Non un bella gara, anzi, sicuramente una delle più brutte intraviste fino adesso. Sul piano squisitamente spettacolare è sembrata una “consecutio mariniana”, intesa come una continuazione del gioco di Marino che – diciamocelo – non divertiva nessuno ed, anzi, a tratti era di uno scoramento disarmante, però occorre anche dire che in due partite giocate male, il Bari ha fatto il pieno di punti, vale a dire sei su sei. E qualcosa vorrà pure dire.
Certe partite, come quella di sabato (ma anche quella col Lecco), sono le classiche gare sporche, difficili da vincere sporcandosi le mani ed i volti come i minatori in miniera, e quando si vincono è senza dubbio un merito perché non sempre si riescono a vincere, anzi talvolta si perdono pure con l’unico tiro in porta degli avversari e noi ne sappiamo qualcosa. Ed invece il Bari ha capitalizzato l’unica vera occasione capitatagli sui piedi, peraltro concepita dopo un cambio di Iachini, ovvero da Lulic che se non fosse subentrato chissà adesso di cosa staremmo a parlare.
Iachini in due gare ha azzeccato tutti i cambi, bisogna ammetterlo, cambi che hanno generato due vittorie, o comunque l’amministrazione del vantaggio conseguito, cosa per la quale, fino a Marino – Mignani incluso – non sempre avveniva.

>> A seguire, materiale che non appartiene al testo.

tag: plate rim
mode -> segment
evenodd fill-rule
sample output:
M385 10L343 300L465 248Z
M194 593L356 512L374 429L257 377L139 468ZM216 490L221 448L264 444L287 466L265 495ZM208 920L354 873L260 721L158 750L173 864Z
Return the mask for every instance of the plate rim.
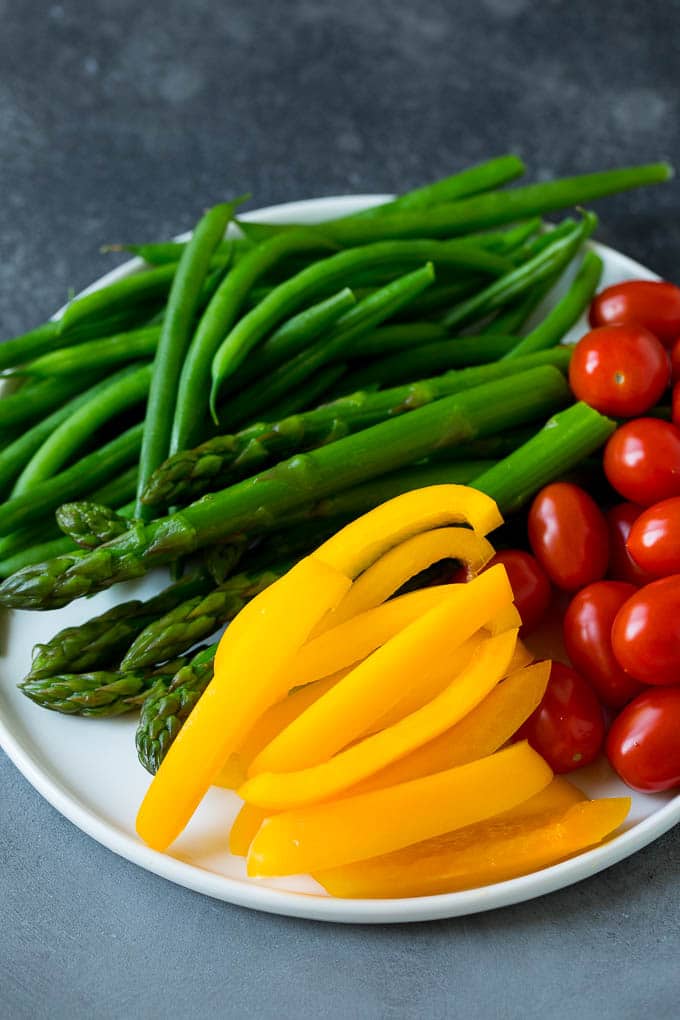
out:
M272 218L279 222L295 219L310 211L343 215L388 201L391 195L338 195L265 206L244 213L244 219L255 222ZM321 217L319 217L321 218ZM191 232L177 235L182 241ZM598 242L588 242L593 251L611 253L631 274L648 279L661 278L652 270L617 249ZM115 283L145 266L141 258L132 258L98 277L79 293L91 293ZM65 306L52 316L58 318ZM334 923L385 924L439 920L467 916L483 911L512 906L572 885L591 877L652 843L680 821L680 794L637 822L632 828L614 836L608 843L585 851L574 858L531 872L519 878L459 892L389 900L349 900L317 894L291 892L260 884L257 879L238 879L189 864L146 847L141 839L105 821L79 797L50 775L18 735L15 735L0 709L0 747L31 785L61 815L91 838L118 857L165 878L174 884L240 907L307 920Z

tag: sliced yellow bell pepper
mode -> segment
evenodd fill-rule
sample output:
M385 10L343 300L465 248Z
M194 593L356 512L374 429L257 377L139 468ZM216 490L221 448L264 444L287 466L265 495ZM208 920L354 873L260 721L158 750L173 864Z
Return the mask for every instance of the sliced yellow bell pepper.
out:
M249 779L239 796L247 804L285 811L337 797L348 787L426 744L470 712L505 674L516 630L487 638L469 665L436 698L378 733L334 757L297 772L262 772Z
M280 699L285 665L349 578L307 557L237 616L215 656L215 672L149 786L137 818L140 836L165 850L179 835L262 712Z
M476 574L492 557L491 544L466 527L439 527L414 534L364 570L337 608L328 614L327 625L337 626L379 606L407 580L439 560L461 560Z
M388 549L414 534L449 524L470 524L487 534L503 523L490 497L469 486L429 486L387 500L352 521L312 555L358 577Z
M594 847L625 820L628 797L586 801L529 817L494 818L417 847L317 872L332 896L435 896L478 888L547 868Z
M350 793L354 796L383 789L492 754L538 707L550 675L550 662L537 662L511 673L451 729L364 779Z
M321 695L330 691L338 680L347 675L347 669L341 669L338 673L326 676L322 680L298 687L268 708L253 724L239 750L229 756L226 765L215 779L215 785L225 789L238 789L246 781L248 768L262 748L266 747L294 719L297 719L301 712L313 705Z
M472 825L528 800L553 773L526 742L480 761L262 822L249 875L315 873Z
M512 601L500 564L398 633L311 705L264 748L249 775L292 772L330 758L366 732L403 693L439 668L451 653Z

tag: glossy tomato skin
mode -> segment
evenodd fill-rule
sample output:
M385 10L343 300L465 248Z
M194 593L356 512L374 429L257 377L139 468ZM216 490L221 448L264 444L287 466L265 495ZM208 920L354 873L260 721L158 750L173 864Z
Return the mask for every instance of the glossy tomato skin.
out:
M680 496L680 428L659 418L627 421L605 447L605 474L639 506Z
M567 655L610 708L621 708L639 694L641 684L626 673L612 648L617 613L637 589L618 580L597 580L577 592L564 618Z
M590 305L591 326L637 322L670 346L680 334L680 288L652 279L615 284Z
M662 344L637 323L605 325L586 333L569 365L569 384L577 399L601 414L622 418L653 407L670 374Z
M601 511L579 486L556 481L536 495L529 543L554 584L575 592L605 576L609 530Z
M593 761L605 738L605 720L594 692L582 676L554 662L547 688L519 730L555 772L572 772Z
M643 794L680 786L680 687L645 691L612 723L607 757Z
M535 556L523 549L496 553L489 566L495 563L503 563L508 572L515 605L522 617L520 634L524 636L538 626L551 604L553 589L547 574Z
M680 574L638 589L616 614L612 647L640 683L680 683Z
M647 573L680 573L680 496L644 510L630 529L626 548Z
M617 503L607 511L610 530L610 565L607 576L612 580L625 580L640 588L657 578L638 567L626 547L630 529L642 513L636 503Z

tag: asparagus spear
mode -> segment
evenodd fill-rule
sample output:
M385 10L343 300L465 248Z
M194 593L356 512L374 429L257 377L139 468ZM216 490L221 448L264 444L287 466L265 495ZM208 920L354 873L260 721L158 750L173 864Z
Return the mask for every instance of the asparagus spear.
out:
M111 584L140 577L234 534L275 530L289 513L434 450L493 436L552 413L569 398L551 365L446 397L404 417L383 421L186 507L137 525L91 553L60 556L18 571L0 584L0 605L54 609Z
M191 574L146 602L123 602L77 627L60 630L47 644L36 645L24 682L110 666L149 623L211 586L206 574Z
M21 694L51 712L63 715L113 716L139 708L149 688L163 677L168 680L188 660L168 662L162 670L62 673L41 679L27 678L18 684Z
M199 652L169 682L159 678L145 698L135 744L140 762L152 775L212 679L216 647Z
M458 342L451 343L455 346ZM538 356L516 358L503 366L494 363L481 368L451 371L381 393L354 393L281 421L260 422L231 436L217 436L194 450L175 454L161 464L151 476L143 500L150 506L186 504L282 457L333 443L344 436L424 407L469 387L503 378L509 371L521 372L540 364L554 364L566 369L570 357L571 351L562 348L541 352Z

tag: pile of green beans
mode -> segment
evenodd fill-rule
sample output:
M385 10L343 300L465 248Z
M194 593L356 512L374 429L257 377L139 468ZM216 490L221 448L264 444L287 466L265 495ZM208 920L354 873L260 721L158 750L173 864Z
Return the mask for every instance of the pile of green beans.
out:
M540 431L601 275L579 207L670 168L507 187L523 172L504 155L314 224L240 219L234 200L189 241L103 249L136 271L0 345L0 605L63 605L197 550L214 578L216 541L273 569L259 536L429 477L476 470L514 509L594 449L612 426L583 409L563 454Z

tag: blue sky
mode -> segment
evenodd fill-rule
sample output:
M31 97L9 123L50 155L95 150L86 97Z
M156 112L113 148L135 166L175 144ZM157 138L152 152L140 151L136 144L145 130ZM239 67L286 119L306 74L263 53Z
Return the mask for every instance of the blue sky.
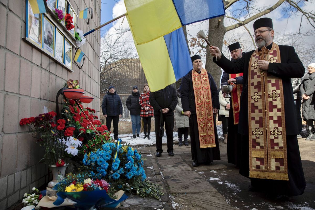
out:
M117 0L117 2L119 0ZM117 2L115 0L101 0L101 7L100 24L102 25L113 19L113 7ZM101 29L101 35L106 32L113 26L112 23Z

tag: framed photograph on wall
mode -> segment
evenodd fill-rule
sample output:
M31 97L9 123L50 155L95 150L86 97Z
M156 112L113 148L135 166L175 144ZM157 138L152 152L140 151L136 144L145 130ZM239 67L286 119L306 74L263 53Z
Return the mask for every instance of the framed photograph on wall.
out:
M26 2L26 6L28 8L26 14L26 37L42 47L42 14L33 13L31 4Z
M56 29L55 44L55 57L61 63L63 63L64 37L59 30Z
M72 46L68 40L65 39L65 64L72 68Z
M73 23L72 23L72 25L74 26L74 28L73 28L72 29L69 31L71 34L73 35L73 37L74 37L74 31L76 29L76 14L74 13L73 9L71 7L71 6L69 6L69 14L71 16L71 17L73 17L72 19L72 21L73 21Z
M58 9L62 10L64 16L66 14L66 0L58 0ZM61 22L63 25L65 25L65 21L62 21Z
M53 56L54 55L55 40L54 26L47 18L44 17L43 21L43 31L44 31L43 48Z
M54 11L56 9L57 0L47 0L47 6L49 9Z

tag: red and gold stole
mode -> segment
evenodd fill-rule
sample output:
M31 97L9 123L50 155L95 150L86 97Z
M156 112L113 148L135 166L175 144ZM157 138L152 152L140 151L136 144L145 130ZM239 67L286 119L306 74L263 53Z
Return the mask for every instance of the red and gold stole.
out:
M200 74L194 70L192 74L200 148L215 147L212 102L208 74L204 69L201 70Z
M238 77L243 76L243 73L231 74L229 75L230 79L235 78ZM241 101L241 93L243 89L243 84L233 84L233 89L232 90L232 108L233 110L233 118L234 124L238 124L239 119L239 105Z
M282 81L258 67L280 63L279 47L253 54L249 66L249 177L289 180Z

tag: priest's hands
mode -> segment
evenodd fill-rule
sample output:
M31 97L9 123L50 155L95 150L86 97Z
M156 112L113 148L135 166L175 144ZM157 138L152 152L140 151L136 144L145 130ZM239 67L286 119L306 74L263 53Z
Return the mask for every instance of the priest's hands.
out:
M184 115L187 116L188 117L190 117L190 111L188 110L188 111L185 111L184 112Z
M262 70L268 71L269 66L269 62L268 61L262 60L258 61L258 67Z
M220 49L217 47L210 46L209 47L209 49L210 51L211 55L214 57L216 57L219 60L221 59L222 56L222 54L220 51Z

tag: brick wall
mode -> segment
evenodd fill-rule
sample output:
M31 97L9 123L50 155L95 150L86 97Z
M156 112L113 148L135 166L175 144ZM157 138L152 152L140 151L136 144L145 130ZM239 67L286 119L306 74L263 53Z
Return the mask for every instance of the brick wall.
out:
M100 25L100 0L70 2L78 14L93 8L88 26L77 19L84 32ZM37 163L42 150L26 127L20 126L20 119L43 113L44 106L55 111L56 94L69 79L79 80L85 95L94 98L88 106L99 116L100 31L87 36L81 47L87 56L84 66L80 70L73 63L72 72L22 40L26 5L25 0L0 0L0 210L50 180L48 166Z

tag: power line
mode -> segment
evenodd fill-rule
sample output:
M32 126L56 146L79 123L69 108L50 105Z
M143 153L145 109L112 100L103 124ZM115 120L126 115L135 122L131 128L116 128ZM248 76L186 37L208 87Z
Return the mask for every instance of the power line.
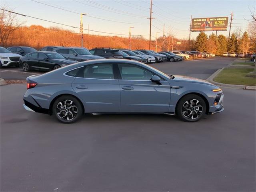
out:
M46 6L49 6L50 7L53 7L54 8L56 8L57 9L60 9L64 11L67 11L68 12L70 12L71 13L74 13L76 14L78 14L80 15L80 13L78 13L77 12L74 12L74 11L70 11L69 10L68 10L67 9L63 9L62 8L60 8L60 7L56 7L56 6L54 6L53 5L49 5L49 4L47 4L46 3L43 3L42 2L40 2L38 1L36 1L35 0L31 0L31 1L35 2L36 3L40 3L40 4L42 4L43 5L46 5ZM112 22L116 22L116 23L125 23L125 24L134 24L134 25L137 25L137 24L139 24L139 25L147 25L147 24L144 24L144 23L129 23L129 22L122 22L122 21L115 21L115 20L110 20L109 19L104 19L104 18L98 18L98 17L95 17L95 16L88 16L88 15L86 15L85 16L87 16L87 17L91 17L92 18L96 18L96 19L100 19L101 20L105 20L105 21L111 21Z
M63 25L64 26L68 26L68 27L72 27L72 28L77 28L77 29L80 29L80 27L76 27L76 26L72 26L72 25L67 25L67 24L63 24L62 23L58 23L58 22L54 22L54 21L49 21L49 20L46 20L44 19L41 19L40 18L37 18L37 17L33 17L33 16L30 16L28 15L25 15L25 14L21 14L21 13L17 13L16 12L14 12L13 11L10 11L10 10L5 10L5 9L2 9L2 8L0 8L0 10L2 10L5 11L7 11L7 12L9 12L11 13L13 13L14 14L16 14L17 15L20 15L20 16L24 16L24 17L30 17L30 18L33 18L34 19L38 19L38 20L42 20L42 21L46 21L47 22L50 22L50 23L54 23L55 24L58 24L59 25ZM118 34L118 33L110 33L110 32L104 32L100 31L96 31L95 30L89 30L88 29L85 29L85 28L83 28L83 29L84 29L84 30L87 30L88 31L92 31L92 32L99 32L99 33L105 33L105 34L112 34L112 35L117 35L129 36L128 34ZM148 35L132 35L132 36L148 36Z

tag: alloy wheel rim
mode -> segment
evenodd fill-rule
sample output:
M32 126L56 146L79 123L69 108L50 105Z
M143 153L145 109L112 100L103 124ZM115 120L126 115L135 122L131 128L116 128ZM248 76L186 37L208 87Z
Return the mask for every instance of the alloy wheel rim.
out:
M26 63L24 63L23 65L23 70L25 71L28 71L28 66Z
M203 112L203 106L199 100L193 99L186 101L182 106L182 114L186 118L194 120L197 119Z
M59 102L56 110L57 115L60 118L70 121L76 117L78 109L72 101L66 100Z

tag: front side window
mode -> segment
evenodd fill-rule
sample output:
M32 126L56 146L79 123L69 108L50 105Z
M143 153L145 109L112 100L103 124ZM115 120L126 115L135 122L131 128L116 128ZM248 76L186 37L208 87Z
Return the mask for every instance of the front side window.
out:
M118 64L122 79L124 80L150 80L153 76L148 70L128 64Z
M98 64L85 67L79 77L91 79L114 79L112 64Z
M68 49L60 49L56 50L55 51L58 53L62 54L68 54Z

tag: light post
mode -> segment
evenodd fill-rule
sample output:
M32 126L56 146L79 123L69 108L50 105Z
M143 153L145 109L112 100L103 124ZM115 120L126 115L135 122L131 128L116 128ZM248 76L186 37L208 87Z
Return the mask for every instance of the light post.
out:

E’ vero, come ho scritto prima, il Bari non ha brillato affatto, anzi non ha convinto per niente, meno che sull’impegno intravisto da un po’ tutti perché con Iachini tutti corrono e si dannano l’anima ciò che non avveniva più coi suoi predecessori allorquando i giocatori sembravano automi, macchine, robot che rincorrevano farfalle senza retino, e al di là degli errori commessi da qualcuno (Maita e Edjouma), abbiamo visto un Bari compatto, concreto, quello del minimo sindacale, del sei politico insomma, capace di ottimizzare il momento che ha spaccato la partita.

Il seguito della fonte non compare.